Once, a long time ago, there was a village in which lived a gluttonous woman. She worked hard and had a good disposition, and so she was well-liked in the village, but she ate so many helpings of rice that her husband thought it strange. Moreover, she forbade others to watch her eat, and would take her meals alone at night in the barn. One night the man crept up to the barn to watch, and he saw that each of the woman’s hairs had turned into a snake and was eating rice. Astonished, the man got out his rifle and shot the woman dead.

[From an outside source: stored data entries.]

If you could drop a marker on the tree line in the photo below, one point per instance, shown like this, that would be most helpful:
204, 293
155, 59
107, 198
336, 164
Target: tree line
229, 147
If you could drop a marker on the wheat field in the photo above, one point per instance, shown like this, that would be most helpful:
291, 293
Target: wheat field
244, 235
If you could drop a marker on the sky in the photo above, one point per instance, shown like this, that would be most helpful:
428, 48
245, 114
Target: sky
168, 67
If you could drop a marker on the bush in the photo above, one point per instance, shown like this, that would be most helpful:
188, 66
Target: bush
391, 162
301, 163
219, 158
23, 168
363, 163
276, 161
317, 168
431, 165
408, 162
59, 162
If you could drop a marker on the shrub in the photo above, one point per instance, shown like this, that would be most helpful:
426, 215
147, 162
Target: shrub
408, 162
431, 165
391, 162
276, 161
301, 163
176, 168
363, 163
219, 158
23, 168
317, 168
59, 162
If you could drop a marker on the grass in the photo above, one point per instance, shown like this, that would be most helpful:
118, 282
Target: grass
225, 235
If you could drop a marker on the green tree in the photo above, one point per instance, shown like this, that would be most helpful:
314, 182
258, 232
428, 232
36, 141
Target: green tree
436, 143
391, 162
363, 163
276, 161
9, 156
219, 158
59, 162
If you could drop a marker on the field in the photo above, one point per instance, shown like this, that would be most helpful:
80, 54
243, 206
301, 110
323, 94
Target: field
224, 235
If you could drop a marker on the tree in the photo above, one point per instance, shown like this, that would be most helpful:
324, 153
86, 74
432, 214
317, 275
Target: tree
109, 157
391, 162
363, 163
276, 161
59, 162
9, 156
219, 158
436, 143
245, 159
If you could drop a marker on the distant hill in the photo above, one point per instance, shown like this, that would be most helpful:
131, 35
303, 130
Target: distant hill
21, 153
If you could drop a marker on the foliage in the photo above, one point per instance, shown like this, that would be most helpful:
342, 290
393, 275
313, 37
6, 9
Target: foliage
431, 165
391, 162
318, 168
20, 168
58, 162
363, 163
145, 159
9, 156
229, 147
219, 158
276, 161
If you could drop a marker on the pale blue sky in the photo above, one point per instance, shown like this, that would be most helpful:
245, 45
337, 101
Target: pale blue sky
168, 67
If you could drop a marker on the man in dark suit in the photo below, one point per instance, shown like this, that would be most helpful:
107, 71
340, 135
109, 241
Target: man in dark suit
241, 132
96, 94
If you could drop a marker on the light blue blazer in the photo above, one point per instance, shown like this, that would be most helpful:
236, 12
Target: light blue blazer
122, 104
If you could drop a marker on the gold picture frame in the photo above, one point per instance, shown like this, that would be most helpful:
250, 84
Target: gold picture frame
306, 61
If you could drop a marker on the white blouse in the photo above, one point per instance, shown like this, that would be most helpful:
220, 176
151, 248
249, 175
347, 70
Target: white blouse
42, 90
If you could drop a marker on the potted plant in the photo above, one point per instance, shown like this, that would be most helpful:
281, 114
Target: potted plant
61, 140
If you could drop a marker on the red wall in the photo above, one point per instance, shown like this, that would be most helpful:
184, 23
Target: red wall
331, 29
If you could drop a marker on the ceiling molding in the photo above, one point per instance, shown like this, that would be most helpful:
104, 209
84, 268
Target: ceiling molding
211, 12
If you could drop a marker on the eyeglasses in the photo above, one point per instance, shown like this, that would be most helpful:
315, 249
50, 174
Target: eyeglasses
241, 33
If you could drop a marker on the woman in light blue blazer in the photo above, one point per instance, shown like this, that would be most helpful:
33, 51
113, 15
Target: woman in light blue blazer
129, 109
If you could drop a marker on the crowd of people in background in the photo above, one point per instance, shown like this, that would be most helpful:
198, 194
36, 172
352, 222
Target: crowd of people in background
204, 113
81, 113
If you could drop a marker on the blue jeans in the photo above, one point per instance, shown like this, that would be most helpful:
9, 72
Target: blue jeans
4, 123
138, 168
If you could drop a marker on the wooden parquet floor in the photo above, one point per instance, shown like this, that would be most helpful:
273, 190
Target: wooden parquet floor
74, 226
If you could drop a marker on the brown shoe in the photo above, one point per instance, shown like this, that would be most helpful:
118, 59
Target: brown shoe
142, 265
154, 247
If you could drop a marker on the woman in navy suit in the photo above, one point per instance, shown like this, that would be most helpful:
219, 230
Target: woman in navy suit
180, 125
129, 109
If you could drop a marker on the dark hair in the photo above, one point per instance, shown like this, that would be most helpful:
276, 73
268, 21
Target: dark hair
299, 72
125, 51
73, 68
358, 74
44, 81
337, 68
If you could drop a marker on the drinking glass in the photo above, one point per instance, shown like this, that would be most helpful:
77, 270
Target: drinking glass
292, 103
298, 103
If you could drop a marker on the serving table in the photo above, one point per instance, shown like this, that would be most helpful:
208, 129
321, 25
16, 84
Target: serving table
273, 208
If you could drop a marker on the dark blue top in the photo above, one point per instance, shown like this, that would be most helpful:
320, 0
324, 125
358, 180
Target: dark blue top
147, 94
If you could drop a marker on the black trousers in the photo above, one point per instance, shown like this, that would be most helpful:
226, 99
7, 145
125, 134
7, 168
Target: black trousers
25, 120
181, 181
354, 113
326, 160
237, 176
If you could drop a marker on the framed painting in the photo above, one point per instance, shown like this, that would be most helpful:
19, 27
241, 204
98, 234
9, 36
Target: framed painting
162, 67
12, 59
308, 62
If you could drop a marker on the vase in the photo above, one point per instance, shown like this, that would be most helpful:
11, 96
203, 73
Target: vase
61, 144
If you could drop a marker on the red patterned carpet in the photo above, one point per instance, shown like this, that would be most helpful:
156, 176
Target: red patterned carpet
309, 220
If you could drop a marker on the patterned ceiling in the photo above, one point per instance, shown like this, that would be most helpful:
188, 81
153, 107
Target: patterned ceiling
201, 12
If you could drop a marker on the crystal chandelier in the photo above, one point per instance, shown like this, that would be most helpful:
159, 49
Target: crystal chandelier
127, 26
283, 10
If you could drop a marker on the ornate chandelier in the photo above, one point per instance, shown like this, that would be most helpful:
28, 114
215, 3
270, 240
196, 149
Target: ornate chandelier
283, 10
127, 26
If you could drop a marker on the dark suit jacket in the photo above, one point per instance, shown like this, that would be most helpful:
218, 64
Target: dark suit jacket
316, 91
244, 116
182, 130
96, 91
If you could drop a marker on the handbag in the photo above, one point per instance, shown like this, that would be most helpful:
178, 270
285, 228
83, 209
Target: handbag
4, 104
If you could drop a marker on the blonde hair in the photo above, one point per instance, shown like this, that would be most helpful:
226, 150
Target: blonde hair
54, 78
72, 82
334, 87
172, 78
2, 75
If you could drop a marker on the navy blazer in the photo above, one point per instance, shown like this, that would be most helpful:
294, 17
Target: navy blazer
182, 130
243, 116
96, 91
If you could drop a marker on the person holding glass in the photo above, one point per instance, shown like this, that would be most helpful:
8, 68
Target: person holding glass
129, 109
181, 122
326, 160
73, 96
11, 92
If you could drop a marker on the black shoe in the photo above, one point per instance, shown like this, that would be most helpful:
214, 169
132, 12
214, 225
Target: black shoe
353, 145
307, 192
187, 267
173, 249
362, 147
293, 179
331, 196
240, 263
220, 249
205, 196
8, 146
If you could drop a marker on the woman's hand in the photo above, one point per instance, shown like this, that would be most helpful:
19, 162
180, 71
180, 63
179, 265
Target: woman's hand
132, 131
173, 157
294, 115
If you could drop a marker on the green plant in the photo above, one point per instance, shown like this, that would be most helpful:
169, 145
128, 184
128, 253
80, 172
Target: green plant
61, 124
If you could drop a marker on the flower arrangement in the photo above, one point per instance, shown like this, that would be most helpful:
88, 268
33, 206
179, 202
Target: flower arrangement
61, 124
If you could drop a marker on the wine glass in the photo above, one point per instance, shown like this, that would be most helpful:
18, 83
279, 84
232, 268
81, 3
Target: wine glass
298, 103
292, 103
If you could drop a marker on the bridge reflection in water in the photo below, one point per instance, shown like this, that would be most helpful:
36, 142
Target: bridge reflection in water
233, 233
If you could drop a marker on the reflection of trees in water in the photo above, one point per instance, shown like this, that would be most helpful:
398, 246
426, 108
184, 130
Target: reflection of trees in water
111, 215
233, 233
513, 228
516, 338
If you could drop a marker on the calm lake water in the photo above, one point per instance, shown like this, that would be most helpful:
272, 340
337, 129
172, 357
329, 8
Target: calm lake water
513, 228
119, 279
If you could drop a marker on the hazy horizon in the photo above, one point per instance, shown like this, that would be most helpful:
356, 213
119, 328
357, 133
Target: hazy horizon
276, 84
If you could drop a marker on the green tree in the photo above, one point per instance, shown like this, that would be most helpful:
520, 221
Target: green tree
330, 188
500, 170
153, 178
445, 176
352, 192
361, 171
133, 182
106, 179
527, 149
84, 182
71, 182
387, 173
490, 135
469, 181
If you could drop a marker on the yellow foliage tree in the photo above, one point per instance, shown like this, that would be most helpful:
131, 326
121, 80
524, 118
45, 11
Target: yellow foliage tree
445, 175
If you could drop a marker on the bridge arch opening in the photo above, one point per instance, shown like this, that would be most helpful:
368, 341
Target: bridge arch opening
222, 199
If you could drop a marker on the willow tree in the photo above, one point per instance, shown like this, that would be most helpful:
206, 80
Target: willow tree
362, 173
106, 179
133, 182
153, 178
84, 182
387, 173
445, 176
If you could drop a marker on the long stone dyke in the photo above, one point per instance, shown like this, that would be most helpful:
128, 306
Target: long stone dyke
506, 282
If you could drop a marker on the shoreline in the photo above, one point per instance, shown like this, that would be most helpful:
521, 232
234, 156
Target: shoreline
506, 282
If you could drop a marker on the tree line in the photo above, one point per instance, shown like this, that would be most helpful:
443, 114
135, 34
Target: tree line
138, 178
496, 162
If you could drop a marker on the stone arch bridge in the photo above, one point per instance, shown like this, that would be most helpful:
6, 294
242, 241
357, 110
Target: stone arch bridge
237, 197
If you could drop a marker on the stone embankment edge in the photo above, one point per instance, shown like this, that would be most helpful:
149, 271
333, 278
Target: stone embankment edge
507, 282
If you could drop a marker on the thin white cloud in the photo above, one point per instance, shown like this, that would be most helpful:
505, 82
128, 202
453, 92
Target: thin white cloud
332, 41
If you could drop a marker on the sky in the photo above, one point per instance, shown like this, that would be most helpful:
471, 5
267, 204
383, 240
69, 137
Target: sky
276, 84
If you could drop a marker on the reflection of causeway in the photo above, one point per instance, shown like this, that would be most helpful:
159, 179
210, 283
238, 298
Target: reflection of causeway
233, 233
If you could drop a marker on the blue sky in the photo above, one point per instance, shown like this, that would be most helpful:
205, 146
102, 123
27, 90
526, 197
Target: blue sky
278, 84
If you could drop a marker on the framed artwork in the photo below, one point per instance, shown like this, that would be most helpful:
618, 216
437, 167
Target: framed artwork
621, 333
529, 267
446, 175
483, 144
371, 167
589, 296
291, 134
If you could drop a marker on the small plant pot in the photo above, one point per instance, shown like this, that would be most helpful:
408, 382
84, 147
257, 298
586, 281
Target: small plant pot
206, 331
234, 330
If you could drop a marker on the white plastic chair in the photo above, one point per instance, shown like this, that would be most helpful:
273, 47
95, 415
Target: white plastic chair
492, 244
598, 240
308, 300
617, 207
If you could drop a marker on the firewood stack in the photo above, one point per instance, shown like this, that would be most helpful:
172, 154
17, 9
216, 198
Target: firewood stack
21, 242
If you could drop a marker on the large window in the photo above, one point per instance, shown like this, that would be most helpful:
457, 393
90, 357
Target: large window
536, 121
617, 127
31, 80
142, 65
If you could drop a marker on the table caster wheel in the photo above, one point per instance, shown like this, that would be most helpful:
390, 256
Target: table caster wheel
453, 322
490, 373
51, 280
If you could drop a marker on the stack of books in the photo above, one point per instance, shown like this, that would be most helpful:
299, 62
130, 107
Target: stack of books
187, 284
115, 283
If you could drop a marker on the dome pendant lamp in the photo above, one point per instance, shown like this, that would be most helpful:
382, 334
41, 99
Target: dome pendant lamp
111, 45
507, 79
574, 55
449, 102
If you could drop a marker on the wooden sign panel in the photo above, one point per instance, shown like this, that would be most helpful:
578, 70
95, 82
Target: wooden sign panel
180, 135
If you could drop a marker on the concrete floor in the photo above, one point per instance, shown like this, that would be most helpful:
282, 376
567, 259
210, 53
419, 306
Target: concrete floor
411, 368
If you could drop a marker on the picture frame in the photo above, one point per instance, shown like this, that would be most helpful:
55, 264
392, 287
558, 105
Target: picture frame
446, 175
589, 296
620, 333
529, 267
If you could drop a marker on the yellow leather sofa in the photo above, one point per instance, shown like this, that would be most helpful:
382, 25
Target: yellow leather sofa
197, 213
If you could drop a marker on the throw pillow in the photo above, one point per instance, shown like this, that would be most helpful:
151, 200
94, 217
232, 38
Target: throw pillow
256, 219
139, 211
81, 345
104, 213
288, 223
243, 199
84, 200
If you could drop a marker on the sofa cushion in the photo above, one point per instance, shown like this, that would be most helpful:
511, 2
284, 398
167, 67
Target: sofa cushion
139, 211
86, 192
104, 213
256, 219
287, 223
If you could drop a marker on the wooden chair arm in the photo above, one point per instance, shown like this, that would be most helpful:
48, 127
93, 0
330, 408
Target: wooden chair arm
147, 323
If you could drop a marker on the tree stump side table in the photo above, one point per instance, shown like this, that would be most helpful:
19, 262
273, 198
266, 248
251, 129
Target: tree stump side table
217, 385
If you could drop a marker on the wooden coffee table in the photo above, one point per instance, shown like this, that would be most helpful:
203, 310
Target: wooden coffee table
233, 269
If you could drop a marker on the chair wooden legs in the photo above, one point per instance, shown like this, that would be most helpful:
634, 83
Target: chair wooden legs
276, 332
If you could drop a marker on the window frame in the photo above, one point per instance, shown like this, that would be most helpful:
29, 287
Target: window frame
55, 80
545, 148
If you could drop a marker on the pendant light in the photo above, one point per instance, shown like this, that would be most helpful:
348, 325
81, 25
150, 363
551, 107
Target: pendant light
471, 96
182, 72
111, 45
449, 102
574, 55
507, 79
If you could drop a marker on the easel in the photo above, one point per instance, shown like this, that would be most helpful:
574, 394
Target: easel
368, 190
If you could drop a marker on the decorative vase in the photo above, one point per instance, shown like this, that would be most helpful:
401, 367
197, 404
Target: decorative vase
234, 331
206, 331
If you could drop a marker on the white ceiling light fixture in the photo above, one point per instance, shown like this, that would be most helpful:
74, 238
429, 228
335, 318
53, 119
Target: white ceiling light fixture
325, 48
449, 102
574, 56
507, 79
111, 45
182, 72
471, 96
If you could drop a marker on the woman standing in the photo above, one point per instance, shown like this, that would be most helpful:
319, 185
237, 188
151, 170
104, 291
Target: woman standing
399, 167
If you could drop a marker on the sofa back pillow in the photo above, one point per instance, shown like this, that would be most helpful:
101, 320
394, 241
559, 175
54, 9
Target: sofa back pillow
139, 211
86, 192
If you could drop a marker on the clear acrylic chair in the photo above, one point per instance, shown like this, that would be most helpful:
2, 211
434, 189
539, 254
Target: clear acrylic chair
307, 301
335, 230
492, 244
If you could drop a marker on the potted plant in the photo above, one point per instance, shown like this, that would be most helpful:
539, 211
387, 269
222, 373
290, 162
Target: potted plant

They say hair is the part of the skin that has died and hardened. Part of my body is already a corpse.

2

The photograph beside the mirror is one Xander took of me several years ago. He appeared before me one day with three Leica cameras slung over his shoulder. This was the first encounter between the photographer and his model. He explained that he was really an activist photographer, but he couldn’t live on such little pay, so now he was working for a travel agency and had come to take pictures for an advertising campaign. He handed me a homemade business card. I didn’t know how to pronounce the “X” in “Xander.” Since it was the first letter of his name, I couldn’t begin to speak at all. Xander was already squatting on the ground, unpacking his cameras and other equipment. My eyes were still crucified by the X. Until the day I learned Xander was short for Alexander, I was tormented by the question I had first encountered in my junior high school math book: “Find the value of x.” If x was durchein, it meant durcheinander (mixed up); if it was mitein, then miteinander (together) — but I couldn’t help suspecting there were even more horrifying words. When the camera’s eye stared at me head-on, I turned away in embarrassment, as if I’d been caught gazing into a mirror. The bulb flashed. After that, only the black hole of the lens remained in my field of vision.